Los gatos poseen un bello manto herencia de su ancestro salvaje. Es esa evolución y su combinación con la transmisión genética la que ha dado lugar a la variedad de colores y dibujos de su pelaje que a continuación estudiaremos.

La melanina

Básicamente el color de nuestro gatos depende de la melanina y sus dos componentes: la eumelanina y la feomelanina. Es la combinación en mayor o menor medida de ambos componentes la que define el color del animal. La eumelanina produce el marrón y el negro y la feomelanina el rojo y el amarillo. Es la presencia en mayor o menor medida de estas sustancias y su combinación lo que define el color y el tono del gato.

Todo está en los genes

Como en los humanos ese color del pelo detallado por la cantidad de melanina la determina la transmisión genética, o sea, el tipo de gen relacionado con la pigmentación que aporta padre y madre al cigoto en cuestión durante la fecundación. Es decir, es la suma de ambos genes la que define el color del descendiente. Es un tema complicado pero un pequeño repaso por la genética puede ayudar a comprender qué tipo de gen posee nuestra mascota:

- Tonalidades intensas: los colores intensos como el negro, el chocolate, el canela y el rojo están determinados por un gen llamado 'denso'.

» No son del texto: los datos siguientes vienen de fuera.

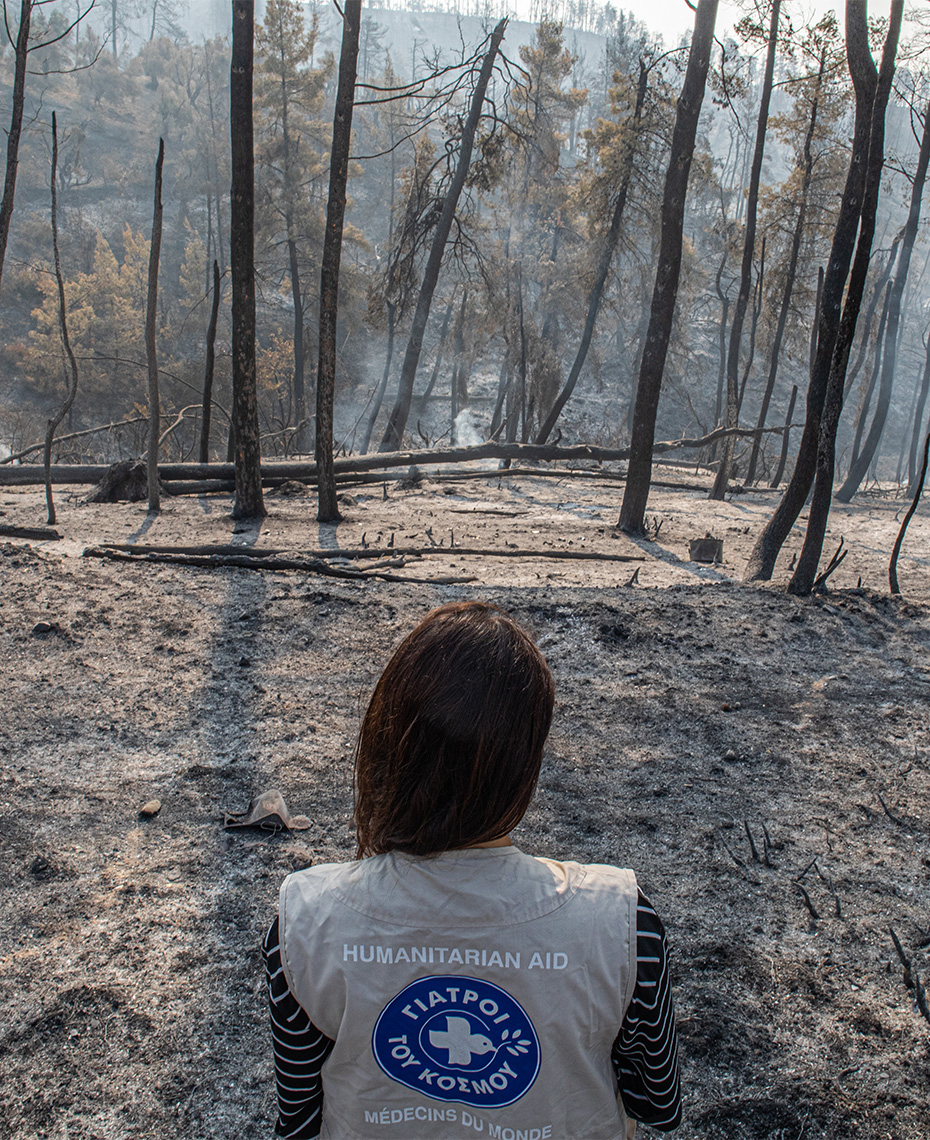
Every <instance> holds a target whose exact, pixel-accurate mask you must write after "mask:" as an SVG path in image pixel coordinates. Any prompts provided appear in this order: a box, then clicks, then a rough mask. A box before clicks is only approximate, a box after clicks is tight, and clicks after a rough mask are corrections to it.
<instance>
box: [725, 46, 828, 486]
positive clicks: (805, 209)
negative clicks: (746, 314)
mask: <svg viewBox="0 0 930 1140" xmlns="http://www.w3.org/2000/svg"><path fill="white" fill-rule="evenodd" d="M825 70H826V48H824V50H823V52H822V55H821V64H819V71H818V72H817V83H816V88H815V93H814V98H813V100H811V105H810V120H809V122H808V124H807V132H806V135H805V141H803V148H802V152H801V153H802V162H803V176H802V178H801V193H800V201H799V203H798V217H797V219H796V221H794V230H793V233H792V235H791V253H790V254H789V259H788V271H786V274H785V287H784V292H783V293H782V303H781V308H780V309H778V321H777V324H776V326H775V336H774V339H773V341H772V355H770V356H769V359H768V376H767V378H766V386H765V391H764V392H762V402H761V407H760V408H759V420H758V423H757V424H756V426H757V427H758V429H759V430H760V431H761V429H762V427H765V425H766V420H767V418H768V407H769V404H770V402H772V393H773V392H774V391H775V378H776V376H777V374H778V364H780V363H781V355H782V341H783V340H784V334H785V329H786V328H788V315H789V312H790V310H791V296H792V294H793V292H794V279H796V277H797V275H798V259H799V257H800V252H801V238H802V237H803V227H805V222H806V221H807V200H808V195H809V194H810V184H811V181H813V176H814V153H813V150H811V145H813V143H814V132H815V131H816V128H817V114H818V108H819V97H821V89H822V87H823V80H824V72H825ZM760 446H761V435H757V437H754V439H753V440H752V450H751V453H750V456H749V470H748V471H747V480H745V481H747V486H748V487H751V486H752V483H753V481H754V479H756V469H757V466H758V464H759V448H760ZM783 449H784V448H783Z"/></svg>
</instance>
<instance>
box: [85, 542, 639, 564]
mask: <svg viewBox="0 0 930 1140" xmlns="http://www.w3.org/2000/svg"><path fill="white" fill-rule="evenodd" d="M95 551H115V552H119V553H122V554H133V555H162V554H163V555H179V556H190V557H214V556H215V557H227V556H235V557H240V559H251V560H252V561H253V562H254V561H263V562H264V561H268V560H270V559H274V557H276V556H278V555H280V554H284V553H288V551H287V547H280V546H276V547H268V546H266V547H255V546H235V545H233V544H215V545H210V546H147V545H142V544H134V543H100V544H99V546H89V547H87V549H85V551H84V554H85V555H88V556H91V557H96V556H97V555H96V554H93V553H91V552H95ZM294 553H296V552H294ZM424 554H454V555H456V556H458V555H462V556H464V557H504V559H571V560H574V561H589V562H645V561H646V557H645V555H644V554H612V553H605V552H602V551H565V549H558V551H556V549H520V548H517V547H479V546H438V545H434V546H358V547H351V548H348V549H332V548H331V549H315V551H301V552H300V556H301V557H302V559H304V560H305V559H311V560H317V561H319V560H323V559H352V560H354V559H384V557H422V556H423V555H424Z"/></svg>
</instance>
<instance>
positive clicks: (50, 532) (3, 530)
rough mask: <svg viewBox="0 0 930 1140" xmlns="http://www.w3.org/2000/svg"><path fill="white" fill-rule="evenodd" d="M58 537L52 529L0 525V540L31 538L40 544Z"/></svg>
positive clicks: (8, 524) (55, 533) (52, 528)
mask: <svg viewBox="0 0 930 1140" xmlns="http://www.w3.org/2000/svg"><path fill="white" fill-rule="evenodd" d="M60 537H62V536H60V535H59V534H58V531H57V530H56V529H55V528H54V527H11V526H9V523H0V538H31V539H33V541H40V543H41V541H47V540H48V539H56V538H60Z"/></svg>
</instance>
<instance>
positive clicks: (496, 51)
mask: <svg viewBox="0 0 930 1140" xmlns="http://www.w3.org/2000/svg"><path fill="white" fill-rule="evenodd" d="M506 26H507V21H506V19H501V21H500V23H499V24H498V25H497V27H496V28H495V30H493V32H492V33H491V39H490V43H489V44H488V51H487V55H486V56H484V60H483V63H482V65H481V71H480V73H479V76H478V82H476V83H475V89H474V93H473V95H472V101H471V106H470V108H468V117H467V119H466V121H465V125H464V127H463V129H462V141H460V143H459V148H458V162H457V163H456V170H455V174H454V176H452V180H451V184H450V186H449V192H448V193H447V195H446V198H444V201H443V203H442V211H441V213H440V215H439V221H438V222H437V228H435V233H434V235H433V242H432V245H431V247H430V257H429V259H427V261H426V268H425V270H424V272H423V282H422V284H421V287H419V295H418V296H417V304H416V310H415V311H414V319H413V324H411V326H410V337H409V340H408V341H407V351H406V353H405V356H403V365H402V367H401V372H400V385H399V389H398V396H397V401H395V402H394V407H393V409H392V412H391V417H390V420H389V421H388V427H386V430H385V432H384V438H383V439H382V441H381V450H382V451H392V450H395V449H397V448H399V447H400V442H401V439H402V437H403V431H405V429H406V426H407V417H408V416H409V414H410V401H411V399H413V394H414V380H415V378H416V369H417V365H418V364H419V353H421V350H422V349H423V336H424V333H425V332H426V321H427V320H429V319H430V307H431V306H432V302H433V293H434V292H435V287H437V284H438V283H439V270H440V268H441V266H442V254H443V252H444V250H446V242H447V239H448V237H449V231H450V230H451V228H452V221H454V220H455V212H456V207H457V205H458V200H459V197H460V196H462V190H463V189H464V187H465V179H466V177H467V174H468V166H470V165H471V161H472V149H473V148H474V138H475V132H476V131H478V124H479V121H480V120H481V109H482V107H483V105H484V95H486V92H487V90H488V83H489V82H490V79H491V72H492V70H493V65H495V60H496V59H497V54H498V51H499V49H500V41H501V40H503V39H504V31H505V28H506Z"/></svg>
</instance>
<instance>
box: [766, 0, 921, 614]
mask: <svg viewBox="0 0 930 1140" xmlns="http://www.w3.org/2000/svg"><path fill="white" fill-rule="evenodd" d="M850 5H851V0H850ZM850 5H848V6H847V35H849V24H850V17H849V7H850ZM864 7H865V6H864V5H863V8H864ZM903 13H904V0H891V11H890V16H889V21H888V34H887V35H886V39H884V47H883V49H882V59H881V68H880V71H879V79H878V87H876V88H875V96H874V100H873V107H872V115H871V128H870V143H868V164H867V169H866V177H865V195H864V197H863V209H862V215H860V218H859V239H858V244H857V246H856V258H855V261H854V262H853V271H851V274H850V275H849V285H848V288H847V293H846V303H845V304H843V312H842V320H841V323H840V332H839V335H838V337H837V344H835V347H834V349H833V359H832V361H831V367H830V378H829V382H827V390H826V396H825V398H824V408H823V415H822V417H821V435H819V440H818V442H817V465H816V472H815V480H814V496H813V498H811V500H810V512H809V514H808V520H807V532H806V534H805V540H803V546H802V547H801V553H800V556H799V557H798V565H797V567H796V568H794V573H793V575H792V577H791V581H790V583H789V586H788V588H789V592H790V593H792V594H798V595H801V596H807V595H808V594H809V593H810V591H811V589H813V588H814V580H815V578H816V576H817V565H818V564H819V561H821V553H822V552H823V541H824V536H825V535H826V522H827V519H829V518H830V499H831V497H832V495H833V470H834V464H835V449H837V429H838V426H839V422H840V413H841V412H842V401H843V389H845V386H846V369H847V366H848V364H849V351H850V349H851V347H853V340H854V337H855V335H856V320H857V319H858V315H859V307H860V306H862V299H863V293H864V292H865V279H866V277H867V275H868V261H870V258H871V255H872V238H873V236H874V233H875V215H876V213H878V206H879V192H880V189H881V176H882V166H883V165H884V113H886V108H887V106H888V98H889V96H890V93H891V82H892V80H894V78H895V57H896V55H897V50H898V36H899V35H900V25H902V16H903ZM865 51H866V54H867V55H868V43H867V38H866V41H865ZM868 58H870V60H871V59H872V57H871V55H868ZM873 67H874V64H873ZM850 71H851V68H850ZM855 81H856V76H855V74H854V82H855ZM924 169H925V168H924ZM902 268H904V267H902ZM902 288H904V283H902ZM896 334H897V329H895V331H894V332H892V329H891V328H890V323H889V328H888V329H887V332H886V343H887V342H888V340H889V339H891V340H892V341H894V340H895V337H896ZM891 365H892V367H894V350H892V353H891Z"/></svg>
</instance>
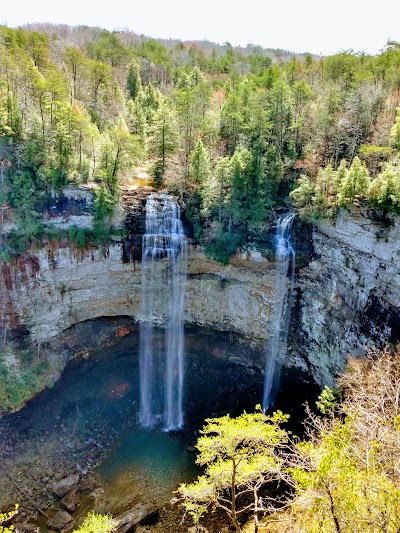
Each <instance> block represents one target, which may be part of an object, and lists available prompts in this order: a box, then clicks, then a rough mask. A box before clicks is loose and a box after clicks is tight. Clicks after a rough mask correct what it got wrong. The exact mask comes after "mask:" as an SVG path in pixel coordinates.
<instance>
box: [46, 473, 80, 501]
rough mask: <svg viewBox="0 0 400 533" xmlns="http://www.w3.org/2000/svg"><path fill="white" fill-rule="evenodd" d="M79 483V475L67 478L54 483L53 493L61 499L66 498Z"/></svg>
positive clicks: (53, 484)
mask: <svg viewBox="0 0 400 533" xmlns="http://www.w3.org/2000/svg"><path fill="white" fill-rule="evenodd" d="M78 483H79V475H78V474H73V475H72V476H68V477H67V478H64V479H61V480H60V481H57V482H56V483H53V487H52V488H53V492H54V494H56V495H57V496H58V497H59V498H62V497H63V496H65V495H66V494H67V493H68V492H69V491H70V490H71V489H73V488H75V487H76V486H77V485H78Z"/></svg>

- Tonalidades suaves: el gris, el crema, el lila o el azul son colores más blandos propiciados por un gen llamado 'diluido'.

El gen rojo tiene la particularidad de determinar, según combinación, si el hijo es de color puro o sin embargo si combina tonalidades intensas o suaves. Esto es lo que se denomina carey.

- Blanco: el blanco es el color que predomina en los genes que no son los anteriormente citados y normalmente aparece mezclado con los otros dada la combinación genética. Es un gen que neutraliza los otros colores y es posible que aparezca como color puro si se produce la fórmula adecuada. Ese gen puede provocar sordera, sobre todo en los gatos blancos de ojos azules.

Los trazos del manto

Los trazos del manto

El dibujo original de los gatos y que todos conservan aunque no siempre se manifiesta es el agutí, o sea, franjas de color que le servían para camuflarse en el medio. Desde su domesticación y la proliferación de la cría selectiva ese rasgo ya no es determinante pero aún así todos lo conservan aunque no se perciba a simple vista. A partir de ahí se han desarrollado diferentes dibujos en el manto del gato:

- Tabbey: el tipo de manto agutí se denomina tabbey; son franjas de color repartidas por el cuerpo. Muchos gatos nacen con ellas aunque con el tiempo se van diluyendo.

- Carey: el manto puede combinar tonalidades suaves e intensas en mayor o menor proporción. Este tipo de trazo se llama carey.

- Unicolor: la suma de genes densos o diluidos puede dar lugar a mantos de un solo color uniforme. Esta composición proviene originalmente de la aparición del negro como color uniforme en el manto de algunos felinos, como en el caso de la célebre pantera negra.

- Bicolor o tricolor: la combinación del gen blanco con los otros dos genes provoca que el manto tenga capas de diferentes colores pudiendo ser la mixtura de hasta tres colores diferentes.

- Sombreado: se puede dar que el pelo sea más oscuro en la punta que en la raíz cosa que produce un efecto sombreado o tipped –si el pelo cambia de color solo en la punta-.

- Points: en este caso el color se limita a las extremidades – nariz, orejas, patas y cola- que son las partes más frías del animal. Esto viene dado por una enzima termosensible. Hay casos claros como el del siamés, que nace blanco con points negros aunque en ocasiones se oscurece con la edad.

Los ojos

Los ojos

La mezcla del color del manto con la de los ojos le acaba dando una tesitura determinada a cada gato. Pero es importante apuntar que el color de los ojos no esté reñido con el del pelaje aunque sí que existen algunos estándares. Los colores de los ojos pueden ser, verde, azul, marrón, oro, cobre… todos en una extensa gama de tonalidades.